Science  /  Retrieval

Consider the Pawpaw

For some, it is a luscious dessert, a delightful treasure hiding in the woods. For others, it is, to say the least, an acquired taste. It is an enigma.

In 1923, a year after a New York Times article declared the pawpaw “the most neglected of American fruits,” Zimmerman began a breeding program, with the encouragement of David Fairchild, at his home in Piketown, Pennsylvania, after collecting all the known pawpaw varieties from various sources. He spent nearly two decades breeding pawpaws until his unexpected death in 1941. At that time, his widow donated a portion of his collection to Blandy Experimental Farm in Virginia, and even though others were growing pawpaws, nothing was being done with Zimmerman’s research or his trees.

In 1975, Neal Peterson tasted his first pawpaw. He was a master’s student studying plant genetics at West Virginia University and hiking a path along the Monongahela River in the university’s arboretum when he stumbled onto a pawpaw patch. The aroma of ripe fruit had alerted his senses. He picked up a fruit that lay on a bed of autumn leaves, split it in half, and took a bite. The experience was transcendental. He wondered why something this good had not yet been domesticated. Perhaps it was this very moment that provided him with the motivation to take on the task of bringing the best tasting pawpaws to people.

Before he began the largest and most ambitious scientific breeding program for pawpaws, he did an extensive literature search to find named cultivars and the people who had grown them. This not only took him on a journey through decades of research but also to the places where they had been grown, including Zimmerman’s old home in Pennsylvania and Fairchild’s in Maryland. There were no orchards on the properties—the Maryland Beltway had even paved over Fairchild’s trees. Peterson travelled to Blandy in Virginia to see what remained of Zimmerman’s collection. What he found were a row of five trees in the woods behind the headquarters. He returned in September to taste the fruit and collect seeds. The fruit was exceptional.

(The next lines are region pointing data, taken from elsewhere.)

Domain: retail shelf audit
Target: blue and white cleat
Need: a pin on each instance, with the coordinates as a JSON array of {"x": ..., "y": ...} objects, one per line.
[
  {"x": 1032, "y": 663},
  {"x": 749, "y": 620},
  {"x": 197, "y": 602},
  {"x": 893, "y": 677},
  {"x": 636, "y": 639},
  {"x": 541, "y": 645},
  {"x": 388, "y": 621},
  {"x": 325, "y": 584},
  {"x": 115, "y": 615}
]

During the 1980s, after accepting a job as a USDA agricultural economist in Washington D.C., Peterson planted roughly 1500 seedlings at the University of Maryland Wye Research and Education Center and the university’s Western Maryland research center in Keedysville. For the next several years, he devoted his weekends and vacations to his trees, volunteering friends to help tend to the orchards and taste the fruit. By 1996, Peterson had selected the eighteen best varieties from his fifteen hundred trees.

Before we go any further, the fact that Indigenous people were the first to cultivate pawpaws but many today have never tasted a pawpaw makes this a more complex subject, one that some people tend to ignore. Early woodland cultivation of pawpaws led to the superior genetic material used by 20th century experimental breeders. Tribes with settlements in river valleys foraged, grew, ate, and used pawpaws. It was a seasonal food staple. The Iroquois are even thought to be responsible for the pawpaw’s northernmost distribution in Ontario and western New York.